Eppure non è un addio al tech. È un cambio di registro. Dalla promessa alla realtà, dai sogni ai flussi di cassa. Bridgewater aumenta Adobe, Dynatrace, Etsy. E soprattutto, gonfia la quota in Mastercard come se stesse costruendo una diga contro le maree speculative.

Tiger Global entra in Netflix e Klarna, mentre Coatue torna ad accarezzare Microsoft e Alibaba. È come se Wall Street stesse dicendo: “Dateci meno visioni, più ricavi stabili”. L’IA rimane un’onda enorme, sì. Ma non tutte le tavole da surf sono adatte per cavalcarla.

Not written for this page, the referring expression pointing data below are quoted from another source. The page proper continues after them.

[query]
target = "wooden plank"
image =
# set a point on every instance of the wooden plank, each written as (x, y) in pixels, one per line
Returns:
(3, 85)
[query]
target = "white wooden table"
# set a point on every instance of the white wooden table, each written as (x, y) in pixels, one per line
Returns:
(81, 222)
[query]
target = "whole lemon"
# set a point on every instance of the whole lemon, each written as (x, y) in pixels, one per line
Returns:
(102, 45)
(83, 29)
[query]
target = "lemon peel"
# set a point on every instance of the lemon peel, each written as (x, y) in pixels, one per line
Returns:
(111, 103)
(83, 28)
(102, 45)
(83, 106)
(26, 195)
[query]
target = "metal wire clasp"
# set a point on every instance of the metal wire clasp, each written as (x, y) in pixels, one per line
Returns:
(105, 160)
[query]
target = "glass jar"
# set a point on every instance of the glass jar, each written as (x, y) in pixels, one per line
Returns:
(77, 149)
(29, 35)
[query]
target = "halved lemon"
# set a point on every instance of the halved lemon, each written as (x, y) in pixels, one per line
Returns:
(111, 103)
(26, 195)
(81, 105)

Il nodo centrale: un mercato appeso a sette nomi

Oggi i Magnifici Sette rappresentano il 37,4% dell’S&P 500. Una cifra che di per sé dovrebbe togliere il sonno a molti. Che succede se uno dei sette rallenta anche solo un po’? Che succede se due scivolano contemporaneamente?

È un rischio di concentrazione che ricorda certi periodi del passato, quelli in cui si credeva che alcuni titoli fossero invincibili. Finché non lo furono più.

Il vero problema non è l’IA (mai lo è stato). Il problema è l’aspettativa

L’intelligenza artificiale continuerà a cambiare tutto: industria, sanità, cultura, persino il modo in cui ragioniamo. Ma non può farlo nella timeline che il mercato pretende. I prezzi hanno anticipato un futuro che, forse, esiste, ma di cui non conosciamo ancora tempi, costi e soprattutto vincitori.

Gli hedge fund sembrano aver colto questa frattura: non stanno rifiutando l’IA, stanno rifiutando il modo in cui è stata raccontata.

Quando il futuro incontra la sua prima resistenza

La discesa dai Magnificent Seven potrebbe essere soltanto il primo assestamento in un ciclo molto più lungo. Oppure potrebbe essere la spia di una storia che si gonfia troppo velocemente. L’IA rimarrà, crescerà, sorprenderà. Ma i mercati, quelli veri, non vivono di profezie: vivono di margini, cash flow, conseguenze reali.

E allora la domanda finale, scomoda, ma inevitabile, diventa questa:
che cosa succede quando la più grande speranza tecnologica del XXI secolo incontra per la prima volta il limite umano dell’immaginazione economica?

La risposta non è ancora scritta. Ma il movimento degli hedge fund indica che qualcuno, da qualche parte, ha già iniziato a cercarla.